Download or read book German Migrant Historians in North America written by Karen Hagemann and published by Berghahn Books. This book was released on 2024-11-01 with total page 428 pages. Available in PDF, EPUB and Kindle. Book excerpt: The migration experiences, career paths, and scholarship of historians born in Germany who started emigrating to North America in the 1950s have had a unique impact on the transatlantic practice of Central European History. German Migrant Historians in North America analyzes the experiences of this postwar group of scholars, and asks what informed their education and career choices, and what motivated them to emigrate to North America. The contributors reflect on how these migration experiences informed their own research and teaching, and particularly discuss the more general development of the transatlantic exchange between German and American historians in the scholarship on Modern Central European History.

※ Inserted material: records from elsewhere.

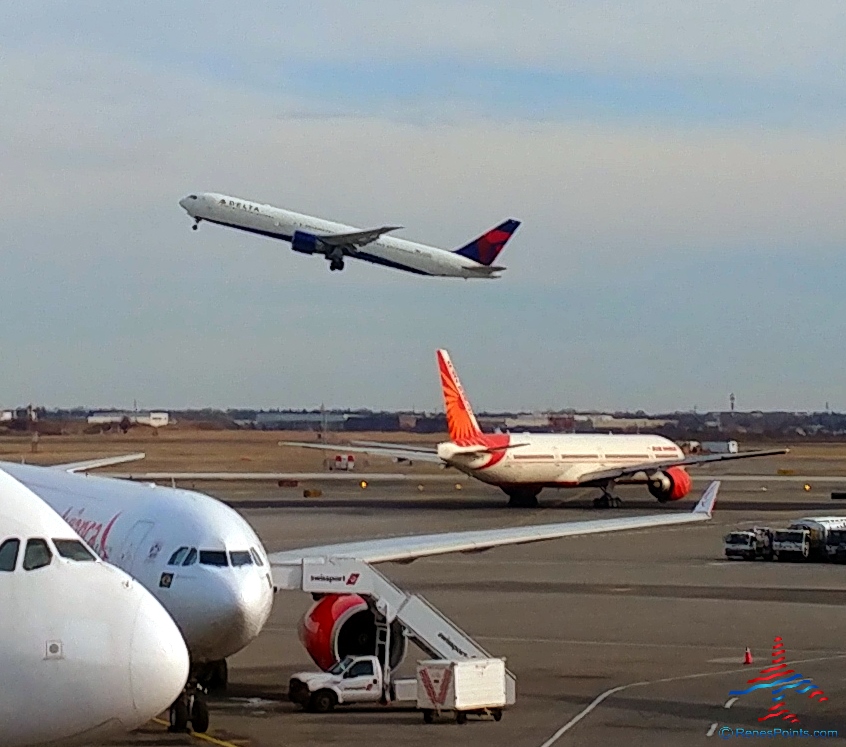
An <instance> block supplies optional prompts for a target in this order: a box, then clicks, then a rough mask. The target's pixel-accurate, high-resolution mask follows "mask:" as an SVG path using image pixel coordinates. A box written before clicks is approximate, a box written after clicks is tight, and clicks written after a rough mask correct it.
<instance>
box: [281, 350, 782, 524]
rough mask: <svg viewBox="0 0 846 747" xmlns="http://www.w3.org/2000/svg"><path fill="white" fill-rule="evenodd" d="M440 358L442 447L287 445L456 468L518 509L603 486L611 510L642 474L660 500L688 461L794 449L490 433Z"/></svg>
mask: <svg viewBox="0 0 846 747" xmlns="http://www.w3.org/2000/svg"><path fill="white" fill-rule="evenodd" d="M437 358H438V369H439V372H440V377H441V389H442V392H443V397H444V407H445V410H446V416H447V426H448V428H449V436H450V440H449V441H445V442H443V443H440V444H438V446H437V448H436V449H429V448H426V447H415V446H413V445H403V444H392V445H380V444H377V443H373V442H368V443H365V444H362V445H353V446H346V445H345V446H343V447H339V446H337V445H334V446H333V445H330V444H313V443H301V442H296V441H292V442H284V443H285V445H287V446H302V447H305V448H311V449H323V450H330V451H338V450H339V449H342V450H343V451H352V452H355V451H361V452H365V453H369V454H382V455H384V456H391V457H394V458H395V459H401V460H405V461H414V460H416V461H424V462H436V463H440V464H442V465H445V466H448V467H455V468H456V469H458V470H460V471H461V472H464V473H466V474H467V475H470V476H471V477H475V478H476V479H477V480H481V481H482V482H486V483H488V484H490V485H496V486H497V487H499V488H501V489H502V490H503V492H505V493H506V495H508V497H509V499H510V500H509V505H511V506H537V505H538V499H537V497H538V494H539V493H540V492H541V490H543V488H574V487H580V488H584V487H597V488H599V489H600V490H601V491H602V496H601V497H600V498H597V499H596V500H595V501H594V505H595V506H597V507H606V508H607V507H609V506H612V505H613V506H619V505H620V504H621V501H620V499H619V498H618V497H617V496H615V495H614V494H613V492H612V491H613V488H614V485H615V484H616V483H617V482H618V481H626V480H629V481H631V480H633V479H635V478H637V477H638V476H639V475H640V476H642V478H643V479H644V480H645V481H646V484H647V488H648V490H649V492H650V494H651V495H653V496H654V497H655V498H657V499H658V501H659V503H666V502H667V501H676V500H679V499H680V498H684V497H685V496H686V495H687V494H688V493H689V492H690V489H691V480H690V475H688V473H687V472H686V470H685V469H684V467H686V466H692V465H697V464H707V463H709V462H718V461H725V460H727V459H745V458H749V457H761V456H772V455H775V454H784V453H786V452H787V449H768V450H762V451H747V452H740V453H735V454H702V455H694V456H689V455H685V454H684V453H683V452H682V450H681V449H680V448H679V447H678V446H677V445H676V444H674V443H673V442H672V441H670V440H669V439H666V438H664V437H662V436H648V435H619V434H618V435H605V434H593V433H590V434H574V433H563V434H549V433H543V434H536V433H522V434H510V433H492V434H488V433H483V432H482V429H481V428H480V427H479V423H478V422H477V420H476V416H475V415H474V414H473V409H472V408H471V407H470V402H469V401H468V399H467V397H466V396H465V394H464V389H463V387H462V386H461V382H460V381H459V379H458V374H457V373H456V371H455V368H454V367H453V365H452V361H451V360H450V357H449V354H448V353H447V351H446V350H438V352H437Z"/></svg>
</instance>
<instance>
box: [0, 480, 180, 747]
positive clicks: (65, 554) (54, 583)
mask: <svg viewBox="0 0 846 747" xmlns="http://www.w3.org/2000/svg"><path fill="white" fill-rule="evenodd" d="M74 547H75V548H76V549H75V550H74ZM69 550H71V551H72V552H69ZM80 551H81V552H80ZM188 665H189V663H188V651H187V649H186V647H185V643H184V641H183V640H182V635H181V634H180V631H179V629H178V628H177V627H176V625H175V623H174V621H173V620H172V619H171V617H170V615H169V614H168V613H167V611H166V610H165V609H164V608H163V607H162V605H161V604H159V602H157V601H156V600H155V599H154V598H153V596H152V595H151V594H150V593H149V592H148V591H147V590H146V589H144V588H143V587H142V586H141V585H140V584H139V583H138V582H136V581H134V580H132V579H131V578H130V577H129V576H128V575H127V574H125V573H124V572H123V571H121V570H119V569H117V568H114V567H113V566H111V565H108V564H106V563H103V562H101V561H100V560H98V559H96V558H95V557H94V556H92V555H91V554H90V553H89V552H88V551H86V550H85V549H84V547H81V544H80V542H79V537H77V536H76V535H75V534H74V532H73V530H72V529H71V528H70V527H69V526H68V525H67V524H66V523H65V522H64V521H62V519H61V518H60V517H59V516H58V515H57V514H56V512H55V511H53V509H51V508H50V507H49V506H47V505H46V504H45V503H44V502H42V501H41V499H39V498H38V497H37V496H36V495H33V494H32V493H31V492H30V491H29V490H27V489H26V488H25V487H24V486H22V485H21V484H20V483H18V482H17V481H16V480H14V478H12V477H10V476H9V475H7V474H5V473H4V472H3V471H2V470H0V744H2V745H3V747H33V746H34V745H50V746H51V747H59V745H76V744H89V743H91V742H92V741H99V739H105V738H108V737H112V736H116V735H118V734H121V733H124V732H127V731H129V730H131V729H135V728H137V727H138V726H140V725H141V724H143V723H145V722H147V721H148V720H149V719H150V718H152V717H153V716H155V715H157V714H159V713H161V711H162V710H164V709H165V708H167V707H168V706H169V705H170V704H171V703H172V702H173V700H174V699H175V698H176V697H177V696H178V695H179V693H180V692H181V691H182V689H183V687H184V686H185V682H186V680H187V678H188Z"/></svg>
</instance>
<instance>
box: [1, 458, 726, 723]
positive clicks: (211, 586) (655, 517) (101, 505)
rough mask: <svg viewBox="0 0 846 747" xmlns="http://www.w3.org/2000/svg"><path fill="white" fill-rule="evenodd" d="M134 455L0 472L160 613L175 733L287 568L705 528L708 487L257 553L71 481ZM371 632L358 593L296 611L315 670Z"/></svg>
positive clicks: (183, 508) (209, 527)
mask: <svg viewBox="0 0 846 747" xmlns="http://www.w3.org/2000/svg"><path fill="white" fill-rule="evenodd" d="M137 456H139V455H130V456H129V457H126V458H121V457H116V458H108V459H102V460H92V461H91V462H80V463H76V464H74V465H56V466H54V467H34V466H29V465H21V464H11V463H0V474H2V473H6V475H7V476H9V477H11V478H14V479H15V480H17V481H18V482H20V483H21V484H23V485H25V486H26V487H27V488H29V489H30V490H31V491H32V492H34V493H35V494H36V495H38V496H39V497H41V498H42V499H43V500H44V501H45V502H46V503H48V504H49V505H50V506H52V507H53V508H54V509H55V510H56V511H58V512H59V513H61V514H62V516H64V517H65V519H66V521H67V522H68V523H69V524H70V525H71V526H72V527H73V528H74V529H75V530H76V531H77V532H78V533H79V535H80V536H81V537H82V538H83V539H84V540H85V541H86V542H87V543H88V546H89V547H90V548H91V549H93V550H94V551H95V552H96V553H97V554H98V555H99V556H100V557H101V558H103V559H106V560H108V561H109V562H110V563H112V564H114V565H117V566H118V567H119V568H121V569H123V570H124V571H126V572H127V573H129V574H130V575H131V576H133V577H134V578H135V579H136V580H137V581H138V582H139V583H141V584H142V585H144V586H145V587H146V588H147V589H148V590H149V591H151V592H152V593H153V595H154V596H155V597H156V598H157V599H158V600H159V601H160V602H161V603H162V605H163V606H164V607H165V608H166V609H167V610H168V611H169V612H170V613H171V615H172V616H173V618H174V620H175V621H176V623H177V625H178V626H179V628H180V630H181V631H182V633H183V636H184V637H185V641H186V643H187V644H188V649H189V652H190V656H191V671H190V674H189V683H188V685H187V686H186V688H185V691H184V692H183V694H182V695H181V696H180V697H179V698H177V699H176V700H175V701H174V703H173V704H172V705H171V708H170V722H171V729H172V730H174V731H177V730H184V729H186V728H187V726H188V723H191V725H192V727H193V729H194V731H196V732H202V731H205V730H206V729H207V728H208V723H209V714H208V707H207V705H206V703H205V699H204V697H203V689H204V688H203V682H202V680H203V678H205V679H206V681H208V680H209V679H210V678H214V677H217V678H218V679H223V680H225V679H226V663H225V658H226V657H228V656H230V655H232V654H234V653H236V652H237V651H239V650H241V649H242V648H244V647H245V646H247V644H249V643H250V642H251V641H252V640H253V639H254V638H255V637H256V636H257V635H258V634H259V633H260V632H261V630H262V628H263V627H264V624H265V623H266V621H267V619H268V616H269V614H270V608H271V604H272V594H273V592H274V590H276V589H277V588H290V587H287V586H285V582H284V581H283V580H280V581H278V582H277V581H276V580H275V579H274V574H277V573H278V574H280V579H284V578H287V574H289V573H290V570H291V567H292V564H293V565H294V566H296V564H298V563H299V564H301V563H303V562H305V561H315V559H318V560H319V559H320V558H324V559H325V560H326V561H327V562H328V561H331V560H332V559H336V558H344V559H350V558H353V559H357V560H361V561H363V562H368V563H380V562H403V563H407V562H410V561H412V560H414V559H416V558H422V557H429V556H433V555H443V554H448V553H457V552H470V551H473V552H478V551H482V550H486V549H490V548H494V547H500V546H504V545H513V544H524V543H529V542H538V541H543V540H551V539H558V538H562V537H569V536H575V535H581V534H587V533H595V532H606V531H608V532H613V531H620V530H631V529H642V528H646V527H650V528H651V527H661V526H670V525H678V524H686V523H690V522H699V521H706V520H708V519H710V518H711V511H712V508H713V505H714V501H715V500H716V496H717V490H718V487H719V483H713V484H712V485H711V486H709V488H708V489H707V490H706V492H705V493H704V494H703V497H702V500H701V501H700V502H699V504H698V505H697V506H696V507H695V509H694V511H693V512H691V513H663V514H659V515H657V516H633V517H626V518H617V519H608V520H598V521H586V522H566V523H561V524H547V525H537V526H522V527H514V528H508V529H492V530H483V531H473V532H453V533H446V534H432V535H422V536H409V537H395V538H386V539H373V540H369V541H364V542H362V541H357V542H350V543H341V544H336V545H328V546H317V547H304V548H298V549H293V550H286V551H283V552H278V553H275V554H271V555H268V554H267V553H266V551H265V548H264V547H263V546H262V544H261V541H260V540H259V539H258V537H257V536H256V534H255V532H254V531H253V530H252V528H251V527H250V526H249V524H247V522H246V521H245V520H244V519H243V518H242V517H241V516H240V515H239V514H238V513H236V512H235V511H233V510H232V509H231V508H229V507H228V506H225V505H224V504H222V503H220V502H219V501H217V500H215V499H214V498H211V497H210V496H207V495H203V494H202V493H197V492H194V491H188V490H180V489H176V488H168V487H159V486H156V485H154V484H139V483H136V482H131V481H125V480H120V479H116V478H108V477H96V476H92V475H80V474H72V472H79V471H84V470H86V469H93V468H95V467H99V466H107V465H109V464H116V463H119V462H120V461H126V460H128V459H131V458H136V457H137ZM7 479H8V478H7ZM375 625H376V622H375V617H374V616H373V612H372V610H370V608H369V607H368V605H367V603H366V602H365V601H364V600H363V599H362V598H361V597H359V596H357V595H354V594H349V595H340V597H339V595H337V594H331V595H327V596H326V597H324V598H323V599H321V600H319V601H318V602H317V603H316V604H315V605H314V606H313V607H312V608H311V610H309V611H308V612H307V613H306V615H305V617H304V618H303V620H302V622H301V625H300V639H301V641H302V643H303V645H304V646H305V648H306V650H307V651H308V653H309V655H310V656H311V657H312V659H314V661H315V662H316V663H317V664H318V665H319V666H323V667H326V666H332V665H333V664H334V663H335V662H337V661H338V660H340V659H341V658H343V657H344V656H345V655H346V654H347V653H352V651H350V650H348V648H345V647H349V646H357V647H358V648H357V649H356V651H355V653H364V652H363V651H362V650H361V642H362V641H365V642H366V641H371V642H373V643H374V645H376V644H375V641H376V635H375ZM342 631H343V634H342ZM373 653H375V651H374V652H373ZM210 672H211V673H210ZM221 684H223V683H221Z"/></svg>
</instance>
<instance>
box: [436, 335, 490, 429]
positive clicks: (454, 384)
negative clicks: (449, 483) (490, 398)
mask: <svg viewBox="0 0 846 747" xmlns="http://www.w3.org/2000/svg"><path fill="white" fill-rule="evenodd" d="M438 370H439V372H440V375H441V389H442V391H443V394H444V409H445V410H446V416H447V426H448V427H449V438H450V440H451V441H453V442H454V443H456V444H459V445H462V446H465V445H468V444H473V443H479V442H480V441H481V438H482V429H481V428H479V423H478V422H477V421H476V416H475V415H474V414H473V408H472V407H470V403H469V402H468V401H467V397H466V396H465V394H464V389H463V388H462V386H461V382H460V381H459V380H458V374H457V373H456V372H455V368H454V367H453V365H452V361H451V360H450V358H449V353H447V351H446V350H438Z"/></svg>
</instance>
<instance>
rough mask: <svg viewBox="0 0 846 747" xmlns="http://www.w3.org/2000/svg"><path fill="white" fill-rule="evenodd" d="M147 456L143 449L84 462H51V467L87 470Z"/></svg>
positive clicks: (109, 465)
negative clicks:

Antisemitic Elements in the Critique of Capitalism in German Culture, 1850-1933

Download Antisemitic Elements in the Critique of Capitalism in German Culture, 1850-1933 PDF Online Free

Author :
Publisher : Peter Lang
ISBN 13 : 9783039110407
Total Pages : 356 pages
Book Rating : 4.1/5 (14 download)

DOWNLOAD NOW!


Book Synopsis Antisemitic Elements in the Critique of Capitalism in German Culture, 1850-1933 by : Matthew Lange

Download or read book Antisemitic Elements in the Critique of Capitalism in German Culture, 1850-1933 written by Matthew Lange and published by Peter Lang. This book was released on 2007 with total page 356 pages. Available in PDF, EPUB and Kindle. Book excerpt: This volume examines selected works of German literature from Gustav Freytag to Joseph Goebbels in relation to ethical, socio-economic, and political texts from the economic «take off» period in the middle of the nineteenth century up to the rise of National Socialism and investigates two aspects of anti-Semitic anti-capitalistic representations contained therein. First it traces how the Jews gained the dubious distinction of being the inventors, even embodiment, of capitalism and elaborates on negative traits assigned to both of them. Second it examines how representations of specifically Jewish capitalists were instrumentalized both to discredit laissez faire and simultaneously to assist in the definition of a specifically «German» socio-economic ethos.

Ghetto Writing

Download Ghetto Writing PDF Online Free

Author :
Publisher : Camden House
ISBN 13 : 9781571130099
Total Pages : 246 pages
Book Rating : 4.1/5 (3 download)

DOWNLOAD NOW!


Book Synopsis Ghetto Writing by : Anne Fuchs

Download or read book Ghetto Writing written by Anne Fuchs and published by Camden House. This book was released on 1999 with total page 246 pages. Available in PDF, EPUB and Kindle. Book excerpt: This text contains fresh articles about a much neglected genre--fiction from and about the Jewish ghetto.

The Butcher's Tale: Murder and Anti-Semitism in a German Town

Download The Butcher's Tale: Murder and Anti-Semitism in a German Town PDF Online Free

Author :
Publisher : W. W. Norton & Company
ISBN 13 : 0393325059
Total Pages : 281 pages
Book Rating : 4.3/5 (933 download)

DOWNLOAD NOW!


Book Synopsis The Butcher's Tale: Murder and Anti-Semitism in a German Town by : Helmut Walser Smith

Download or read book The Butcher's Tale: Murder and Anti-Semitism in a German Town written by Helmut Walser Smith and published by W. W. Norton & Company. This book was released on 2003-10-28 with total page 281 pages. Available in PDF, EPUB and Kindle. Book excerpt: In 1900, in a small country town of the German Empire, a German boy is found murdered in a crime which resembles traditional blood libel accusation against the Jews. When the Jewish butcher is accused, the town explodes in an anti-Semitic fervour. Professor Smith pieces the story together.